Did the battery safety systems go off?
DeGraw did not confirm whether the safety systems were triggered on Friday.
What does this mean for APS' operations?
The utility has grounded its energy storage operations while the investigation continues.
"We have no reason to believe there are any safety issues with similar energy storage facilities, but out of an abundance of caution, we have temporarily taken our other battery systems offline," DeGraw said. "This is a typical step for a safety-focused business like ours."
Other systems include the identical Festival Ranch battery and the Punkin Center system, both supplied by Fluence.
How frequent are grid battery fires?
In the U.S., only a handful of fires have been reported at grid-scale battery facilities.
APS experienced its first fire in 2012. A 1.5-megawatt system it owned and operated in Flagstaff, supplied by Electrovaya, caught fire.
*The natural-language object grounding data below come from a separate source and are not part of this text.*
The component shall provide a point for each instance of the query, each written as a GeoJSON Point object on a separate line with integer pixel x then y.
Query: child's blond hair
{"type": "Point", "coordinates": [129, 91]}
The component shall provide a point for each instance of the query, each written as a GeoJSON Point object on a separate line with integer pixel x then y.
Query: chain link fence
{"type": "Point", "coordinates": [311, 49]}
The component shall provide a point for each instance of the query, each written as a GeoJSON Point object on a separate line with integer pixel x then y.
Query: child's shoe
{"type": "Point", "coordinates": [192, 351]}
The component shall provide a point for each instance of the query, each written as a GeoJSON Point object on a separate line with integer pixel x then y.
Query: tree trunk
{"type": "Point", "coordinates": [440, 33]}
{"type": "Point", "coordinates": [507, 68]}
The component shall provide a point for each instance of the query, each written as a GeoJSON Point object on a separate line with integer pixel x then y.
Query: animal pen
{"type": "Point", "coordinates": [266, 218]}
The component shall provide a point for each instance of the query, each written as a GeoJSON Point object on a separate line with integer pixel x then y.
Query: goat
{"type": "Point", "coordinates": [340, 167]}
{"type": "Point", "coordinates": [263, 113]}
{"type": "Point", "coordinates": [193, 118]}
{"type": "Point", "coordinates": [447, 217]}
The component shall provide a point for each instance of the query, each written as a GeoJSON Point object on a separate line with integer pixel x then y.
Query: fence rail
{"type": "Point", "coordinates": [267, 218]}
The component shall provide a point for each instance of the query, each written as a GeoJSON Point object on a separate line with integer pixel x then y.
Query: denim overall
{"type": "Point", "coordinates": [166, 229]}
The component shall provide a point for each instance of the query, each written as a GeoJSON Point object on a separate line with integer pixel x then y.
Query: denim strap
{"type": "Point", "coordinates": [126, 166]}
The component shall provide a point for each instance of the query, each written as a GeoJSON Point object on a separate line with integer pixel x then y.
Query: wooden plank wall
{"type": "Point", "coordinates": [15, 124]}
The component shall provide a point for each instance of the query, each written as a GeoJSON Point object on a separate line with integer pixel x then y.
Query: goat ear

Also in 2012, a 15-megawatt plant burned on the north shore of Oahu, Hawaii. That plant was supplied by VC-backed Xtreme Power, which used advanced lead acid batteries, rather than lithium-ion technology. Xtreme Power went bankrupt two years later.
S&C Electric Company experienced a fire at its internal battery testing facility in 2016, and released a detailed report about how it resolved the situation. That facility, though, was not operating in the field as a grid asset, so it belongs in a different category.
WoodMac's energy storage database tracks a total of 200 utility-scale battery systems installed in the U.S. That puts the ratio of fires to batteries at two or three out of 200, depending on whether the latest incident is traced back to the storage system or something else.
U.S. grid battery fires may be few in absolute terms, but the rate of incidence is nontrivial in relative terms, especially when the industry plans to expand massively in the coming years.
"The ratio has to go down at least an order of magnitude, if not more," said Ravi Manghani, energy storage research director at WoodMac. "The industry needs to do a better job of manufacturing safer sales, designing systems that have sufficient levels of redundancy, and having real-time monitoring that engages predictive analytics."
Will this affect future deployments of batteries?
This will all come down to the cause of the fire. If it turns out to be a different piece of substation equipment, the inquiry may turn to how to properly insulate the battery enclosure from external threats.
If the investigation implicates the battery system itself, that would raise a series of tough questions for the parties involved, and could force reconsideration of APS' plans for a dramatic ramp-up in battery installations.